The Government says there will be new opportunities for North East companies from talks starting on a new free trade agreement (FTA) with Mexico.
As Mexican Secretary of Economy, Tatiana Clouthier was in the UK to meet with International Trade Secretary and Berwick MP Anne-Marie Trevelyan, the Department for Trade said a new deal with the second largest economy in South America would help the 225 North East firms that sell £46m of goods to Mexico.
It also pointed to the region’s exporting of machinery and transport equipment – which it said made up 64% of North East trade with the country – and claimed preferential automotive tariffs on the negotiating table would help.
In a briefing to journalists, Minister for International Trade, Ranil Jayawardena, did not say whether Mexican delegations would be invited to the region during the negotiation process, but said he was “sure” Mexican firms would be looking to do business in the North East.
Mr Jayawardena said: “There is significant investment from outside flowing in to North East England and we want to grow that further. We’re convinced there will be new opportunities to do that and for Mexican businesses to base themselves in Britain, to make in Britain and to sell to the world and take advantage of our agreements with 70 countries around the world plus the EU.
“I’m sure that because there will be negotiations taking place in both countries, involving both sides, will spark the interest of investors from Mexico who will say ‘yes, both governments are determined to get a better deal, create new jobs and boost wages in both economies’, and therefore I’m sure they’re going to look to the North East of England to do business.”
Mexico’s growing population means demand for imports is set to grow by 35% by 2035 and the Government hopes to grow the £4bn of trade with the South American country by building on a deal negotiated by the EU more than 20 years ago.
UK negotiators will look to go further and deeper in areas like services and technology with hopes an agreement could increase trade flows across the financial, creative, digital and technology services sectors thanks to advanced services provisions.
It is the third major FTA negotiations launched by Trade Secretary Anne-Marie Trevelyan this year, following visits to kick off talks in India in January and Canada in March.
Ms Trevelyan said: “This enhanced deal would transform our relationship with Mexico, making the most of the immense opportunities its dynamic business landscape and young, growing population offer.
“From autonomous vehicle manufacturers in the West Midlands, to Wales’ green tech businesses and Scotland’s thriving food and drink sector, companies of all shapes and sizes across the UK stand to benefit.
“Trade deals like this are vital to growing the economy to address the cost of living, as they support jobs, help businesses thrive and spur investment. We’ve already kickstarted negotiations with India and Canada and are close to joining the CPTPP free trade area, with a combined GDP of £9trn, of which Mexico is a key member.”
The UK is aiming for a dedicated chapter on small and medium-sized enterprises to reduce red tape and make buying and selling goods and services online and product standards recognition processes smoother.
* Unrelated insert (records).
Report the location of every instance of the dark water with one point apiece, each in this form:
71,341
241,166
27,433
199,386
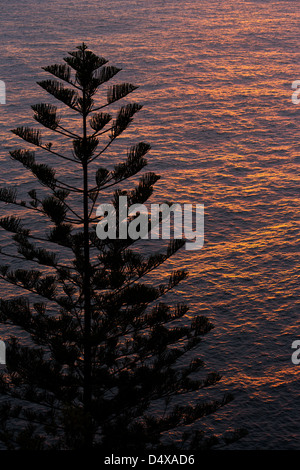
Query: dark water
215,80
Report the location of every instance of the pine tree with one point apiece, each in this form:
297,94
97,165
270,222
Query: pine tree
103,344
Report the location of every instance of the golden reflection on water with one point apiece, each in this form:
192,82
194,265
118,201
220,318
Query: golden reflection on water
216,83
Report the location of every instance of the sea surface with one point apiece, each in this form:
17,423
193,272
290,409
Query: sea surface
215,80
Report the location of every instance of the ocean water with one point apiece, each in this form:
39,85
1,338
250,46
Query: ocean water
215,81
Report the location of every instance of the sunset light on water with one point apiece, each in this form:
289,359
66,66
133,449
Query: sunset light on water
215,80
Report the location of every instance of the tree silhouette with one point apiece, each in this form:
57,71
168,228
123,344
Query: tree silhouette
101,345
The Government also said it wanted to lock in tariff reductions of £57m per year secured under existing agreements to ensure tariff-free trade on 97% of UK goods.
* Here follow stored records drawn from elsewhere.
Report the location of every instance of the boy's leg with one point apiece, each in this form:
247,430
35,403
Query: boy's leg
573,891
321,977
Negotiators will also aim to help workers move between the two countries more easily and enhance opportunities for UK firms to bid for contracts in Mexico, supporting major UK industries such as infrastructure and business services.
Head of trade policy at the British Chambers of Commerce, William Bain, said: “Mexico is a key market for exporting firms, particularly in Northern Ireland and the North-East of England, from business services to food and drink.
“We want to see an ambitious new agreement that focuses on the growing market in green trade, as well as future proofing access for further expansion in services.”